In a precise operation last Friday, council workers, crane operators and helpers atop a cherry picker manoeuvred a new rocket into place in the town’s Soldiers Memorial Park.
The project was the dream of former Blackheath Rotary Club president, Andrew Hancock, who wanted to something which would “excite” the community, as well as leave something lasting.
Responses on the Gazette’s Facebook page as the operation was live-streamed showed the excitement is real, with many joyfully reminiscing about their childhoods climbing the old rocket.
The new one is the result of a major fundraising campaign by Rotary, with rocket T-shirts, badges and even rocket biscuits sold throughout the community. There were also mini-rocket money boxes strategically positioned around town.
The first rocket was built in the early 1960s by Blackheath engineer, Dick West, after then council engineer John Yeaman (after whom the Katoomba bridge is named) sourced designs in America.

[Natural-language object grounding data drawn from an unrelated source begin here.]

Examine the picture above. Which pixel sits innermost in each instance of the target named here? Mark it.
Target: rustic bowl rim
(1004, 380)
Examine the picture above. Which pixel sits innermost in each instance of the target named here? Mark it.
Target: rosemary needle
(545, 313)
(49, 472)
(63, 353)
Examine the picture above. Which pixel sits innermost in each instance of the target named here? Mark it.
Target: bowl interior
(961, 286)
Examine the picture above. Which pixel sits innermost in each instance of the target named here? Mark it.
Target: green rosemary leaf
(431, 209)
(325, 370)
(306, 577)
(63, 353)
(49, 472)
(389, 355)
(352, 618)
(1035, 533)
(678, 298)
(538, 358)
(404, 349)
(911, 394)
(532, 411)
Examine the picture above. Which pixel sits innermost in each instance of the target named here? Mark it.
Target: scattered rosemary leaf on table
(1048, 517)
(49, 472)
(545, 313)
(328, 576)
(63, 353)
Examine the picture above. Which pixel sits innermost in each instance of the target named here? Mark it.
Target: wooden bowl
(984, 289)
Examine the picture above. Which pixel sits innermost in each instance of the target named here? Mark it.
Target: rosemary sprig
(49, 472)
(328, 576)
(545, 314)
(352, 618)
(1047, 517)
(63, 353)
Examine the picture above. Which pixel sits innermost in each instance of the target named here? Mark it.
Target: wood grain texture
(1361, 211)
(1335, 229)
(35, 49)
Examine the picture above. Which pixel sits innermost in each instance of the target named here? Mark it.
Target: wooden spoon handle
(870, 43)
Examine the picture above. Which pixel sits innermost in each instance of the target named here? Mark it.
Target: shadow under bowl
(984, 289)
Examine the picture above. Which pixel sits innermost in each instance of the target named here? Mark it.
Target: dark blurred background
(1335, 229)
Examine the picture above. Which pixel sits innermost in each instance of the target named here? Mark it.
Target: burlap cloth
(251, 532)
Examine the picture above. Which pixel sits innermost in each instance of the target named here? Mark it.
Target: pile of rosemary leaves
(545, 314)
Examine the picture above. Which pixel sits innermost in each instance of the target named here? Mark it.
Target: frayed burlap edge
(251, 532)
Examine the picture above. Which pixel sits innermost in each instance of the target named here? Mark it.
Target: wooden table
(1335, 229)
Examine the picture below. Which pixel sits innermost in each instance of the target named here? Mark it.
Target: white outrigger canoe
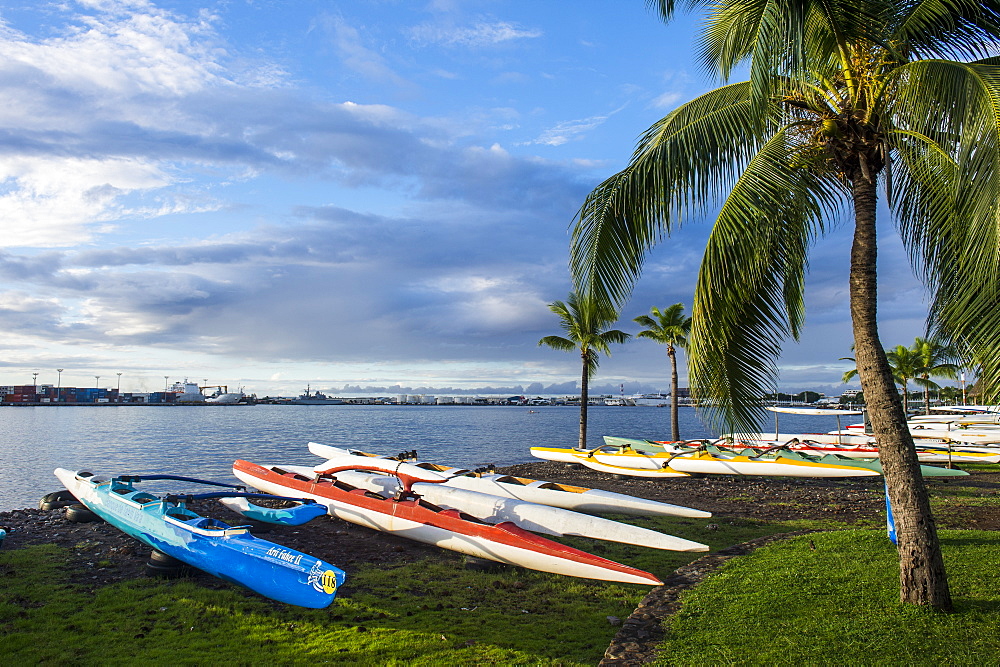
(409, 516)
(644, 458)
(566, 496)
(491, 509)
(627, 460)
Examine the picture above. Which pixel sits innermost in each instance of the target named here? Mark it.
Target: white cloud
(481, 34)
(571, 130)
(51, 202)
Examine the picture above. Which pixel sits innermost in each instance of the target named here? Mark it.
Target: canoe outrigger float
(408, 515)
(566, 496)
(227, 552)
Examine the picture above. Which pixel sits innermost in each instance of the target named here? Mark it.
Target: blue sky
(363, 194)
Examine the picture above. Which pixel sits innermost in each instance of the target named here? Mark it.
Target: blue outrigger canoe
(227, 552)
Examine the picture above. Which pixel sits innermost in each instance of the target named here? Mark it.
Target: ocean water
(202, 441)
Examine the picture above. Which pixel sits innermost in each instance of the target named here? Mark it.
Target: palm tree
(905, 366)
(934, 359)
(842, 96)
(586, 323)
(669, 327)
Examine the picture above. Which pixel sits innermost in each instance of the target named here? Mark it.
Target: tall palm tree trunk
(921, 567)
(675, 427)
(584, 399)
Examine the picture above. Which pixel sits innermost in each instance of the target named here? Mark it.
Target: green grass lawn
(838, 604)
(786, 603)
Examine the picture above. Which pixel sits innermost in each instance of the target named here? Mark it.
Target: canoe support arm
(176, 498)
(406, 481)
(177, 478)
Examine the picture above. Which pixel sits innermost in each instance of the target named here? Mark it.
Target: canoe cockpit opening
(507, 479)
(453, 513)
(206, 523)
(553, 486)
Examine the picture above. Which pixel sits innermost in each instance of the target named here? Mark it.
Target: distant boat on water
(316, 398)
(654, 400)
(187, 392)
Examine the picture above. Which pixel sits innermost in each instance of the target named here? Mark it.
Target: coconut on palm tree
(586, 323)
(669, 327)
(843, 96)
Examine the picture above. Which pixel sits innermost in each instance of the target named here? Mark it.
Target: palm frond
(948, 208)
(748, 298)
(681, 166)
(960, 30)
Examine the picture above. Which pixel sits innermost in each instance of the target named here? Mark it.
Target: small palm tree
(586, 323)
(669, 327)
(934, 359)
(904, 364)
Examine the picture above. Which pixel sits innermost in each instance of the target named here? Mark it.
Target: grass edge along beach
(827, 597)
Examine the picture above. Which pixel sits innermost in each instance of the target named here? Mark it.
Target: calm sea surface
(203, 441)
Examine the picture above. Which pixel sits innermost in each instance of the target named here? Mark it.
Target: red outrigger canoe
(409, 516)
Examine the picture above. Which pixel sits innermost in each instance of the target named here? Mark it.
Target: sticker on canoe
(322, 580)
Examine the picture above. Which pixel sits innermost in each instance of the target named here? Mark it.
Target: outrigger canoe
(646, 459)
(409, 516)
(493, 509)
(227, 552)
(566, 496)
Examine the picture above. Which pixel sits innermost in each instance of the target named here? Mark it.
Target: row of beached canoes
(484, 515)
(647, 458)
(846, 452)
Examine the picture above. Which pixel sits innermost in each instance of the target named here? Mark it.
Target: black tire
(56, 500)
(80, 514)
(483, 565)
(163, 560)
(165, 571)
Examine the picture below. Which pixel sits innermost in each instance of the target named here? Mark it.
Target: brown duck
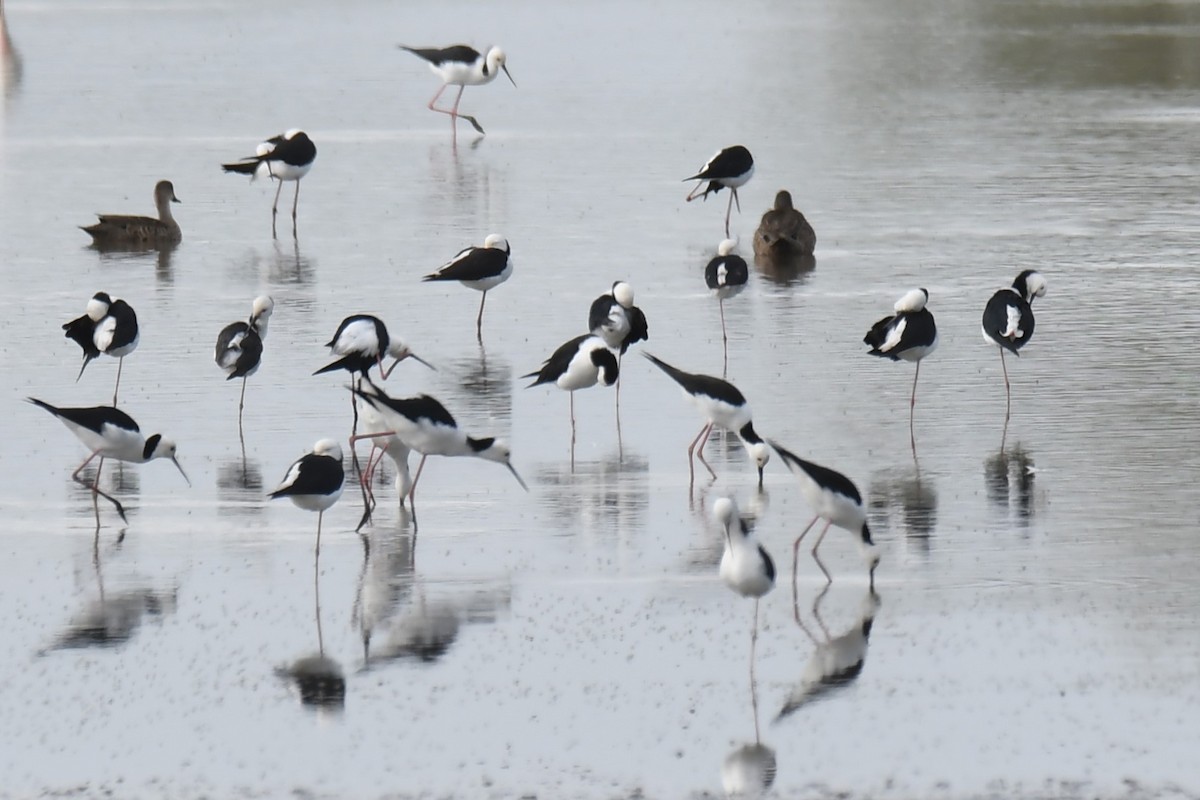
(784, 232)
(118, 230)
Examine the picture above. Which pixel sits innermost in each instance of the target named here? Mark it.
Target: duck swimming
(119, 230)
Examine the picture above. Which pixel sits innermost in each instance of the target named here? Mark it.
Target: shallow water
(1037, 630)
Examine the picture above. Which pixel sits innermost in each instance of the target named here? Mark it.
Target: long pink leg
(817, 558)
(95, 487)
(275, 208)
(700, 451)
(1008, 392)
(295, 202)
(412, 489)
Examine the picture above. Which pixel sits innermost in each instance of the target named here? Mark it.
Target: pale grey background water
(1038, 632)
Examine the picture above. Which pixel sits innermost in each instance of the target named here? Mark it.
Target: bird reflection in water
(318, 678)
(785, 270)
(385, 582)
(1008, 477)
(11, 67)
(912, 498)
(610, 495)
(287, 265)
(429, 626)
(112, 618)
(837, 661)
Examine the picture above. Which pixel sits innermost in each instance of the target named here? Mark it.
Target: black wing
(438, 55)
(879, 335)
(472, 264)
(94, 417)
(639, 329)
(558, 361)
(825, 476)
(706, 385)
(599, 312)
(312, 475)
(737, 272)
(82, 331)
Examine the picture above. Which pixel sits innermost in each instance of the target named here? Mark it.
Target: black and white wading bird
(745, 565)
(1008, 320)
(726, 276)
(723, 405)
(619, 323)
(384, 441)
(315, 481)
(118, 232)
(579, 364)
(481, 269)
(461, 66)
(108, 326)
(111, 433)
(424, 425)
(363, 342)
(285, 157)
(783, 232)
(909, 335)
(239, 348)
(730, 168)
(834, 498)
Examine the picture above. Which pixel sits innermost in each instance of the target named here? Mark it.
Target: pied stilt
(425, 425)
(111, 433)
(784, 233)
(619, 323)
(726, 276)
(1008, 320)
(835, 499)
(579, 364)
(285, 157)
(730, 168)
(363, 341)
(315, 481)
(109, 326)
(481, 269)
(721, 404)
(909, 335)
(239, 349)
(117, 230)
(384, 441)
(461, 66)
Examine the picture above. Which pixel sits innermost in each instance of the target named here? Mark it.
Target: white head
(912, 301)
(328, 447)
(759, 452)
(623, 294)
(496, 59)
(162, 447)
(99, 306)
(261, 314)
(496, 450)
(399, 350)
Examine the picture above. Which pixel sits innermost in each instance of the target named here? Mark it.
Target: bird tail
(676, 374)
(241, 168)
(341, 364)
(43, 404)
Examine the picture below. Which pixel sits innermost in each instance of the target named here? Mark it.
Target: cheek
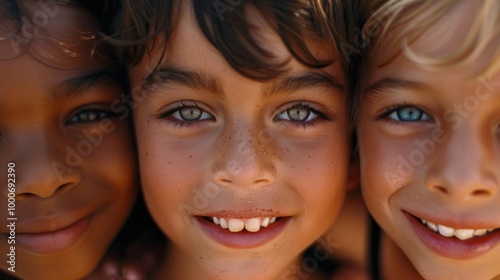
(382, 170)
(319, 172)
(115, 159)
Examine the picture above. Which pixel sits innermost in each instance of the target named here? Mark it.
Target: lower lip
(56, 241)
(243, 239)
(451, 247)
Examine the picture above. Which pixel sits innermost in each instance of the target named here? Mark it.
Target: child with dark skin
(65, 141)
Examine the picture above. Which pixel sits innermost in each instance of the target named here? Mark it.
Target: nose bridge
(244, 158)
(41, 165)
(465, 165)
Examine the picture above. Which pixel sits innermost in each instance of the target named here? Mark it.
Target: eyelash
(307, 106)
(101, 114)
(386, 114)
(169, 115)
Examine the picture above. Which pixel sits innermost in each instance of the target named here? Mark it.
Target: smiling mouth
(237, 225)
(462, 234)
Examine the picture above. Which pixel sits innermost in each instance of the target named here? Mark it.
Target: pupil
(298, 114)
(410, 114)
(190, 114)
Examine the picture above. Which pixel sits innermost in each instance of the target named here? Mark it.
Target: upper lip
(244, 214)
(48, 224)
(455, 221)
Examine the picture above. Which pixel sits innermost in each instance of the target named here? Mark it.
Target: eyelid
(386, 112)
(183, 104)
(101, 108)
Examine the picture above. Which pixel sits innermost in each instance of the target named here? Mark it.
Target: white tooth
(446, 231)
(265, 222)
(432, 226)
(235, 225)
(223, 223)
(479, 232)
(253, 225)
(463, 234)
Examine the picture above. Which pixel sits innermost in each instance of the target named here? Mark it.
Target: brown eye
(191, 114)
(89, 115)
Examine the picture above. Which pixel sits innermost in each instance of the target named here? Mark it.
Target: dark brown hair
(224, 25)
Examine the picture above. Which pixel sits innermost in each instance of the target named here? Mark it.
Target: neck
(178, 266)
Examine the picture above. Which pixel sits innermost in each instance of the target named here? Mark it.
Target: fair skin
(74, 158)
(213, 143)
(429, 149)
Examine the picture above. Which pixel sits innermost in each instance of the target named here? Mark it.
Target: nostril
(480, 193)
(442, 189)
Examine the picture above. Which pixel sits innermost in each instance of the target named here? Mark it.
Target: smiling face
(430, 154)
(241, 175)
(73, 155)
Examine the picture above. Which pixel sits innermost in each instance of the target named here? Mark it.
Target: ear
(353, 176)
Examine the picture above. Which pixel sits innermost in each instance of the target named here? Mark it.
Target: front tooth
(223, 223)
(235, 225)
(432, 226)
(446, 231)
(265, 222)
(463, 234)
(479, 232)
(253, 225)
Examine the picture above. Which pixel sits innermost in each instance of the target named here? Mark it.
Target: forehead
(63, 36)
(188, 47)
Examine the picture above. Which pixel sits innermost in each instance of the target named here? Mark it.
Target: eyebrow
(169, 76)
(312, 79)
(87, 83)
(389, 83)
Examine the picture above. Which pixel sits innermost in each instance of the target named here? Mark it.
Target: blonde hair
(414, 17)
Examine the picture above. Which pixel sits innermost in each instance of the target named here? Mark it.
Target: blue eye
(89, 115)
(409, 114)
(300, 113)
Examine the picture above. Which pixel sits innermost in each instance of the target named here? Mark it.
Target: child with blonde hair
(428, 123)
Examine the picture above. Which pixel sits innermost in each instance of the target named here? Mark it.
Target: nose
(464, 166)
(41, 167)
(244, 158)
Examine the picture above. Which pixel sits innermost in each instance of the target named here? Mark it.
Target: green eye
(298, 114)
(191, 114)
(409, 114)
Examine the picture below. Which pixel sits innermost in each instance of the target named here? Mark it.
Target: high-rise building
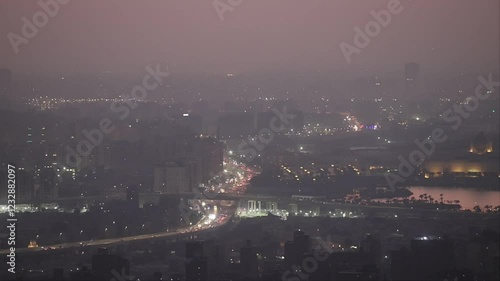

The late Mr Yeaman was Mr Hancock’s grandfather.
The original was also funded by the Blackheath Rotary Club and installed by council.
Mr West went on to create many other metal playground pieces, including a coach, shoe and plane which are in Blackheath. He also built rockets for parks around the state.
Mr West’s son – Danny, Richard and Ross – were on hand last week to see rocket mark II installed.
It has been built by RKR Engineering to meet current safety standards.
A beaming Mr Hancock said the Rotary club was delighted the rocket was back.
“Rotary and council have worked closely together on this project and it has been a very positive experience,” he said. “Council have been very supportive in order to return the rocket to the park.”
The slippery dip was attached on Monday. More landscaping will have to be done but all should be in place for the official opening on Sunday, March 25.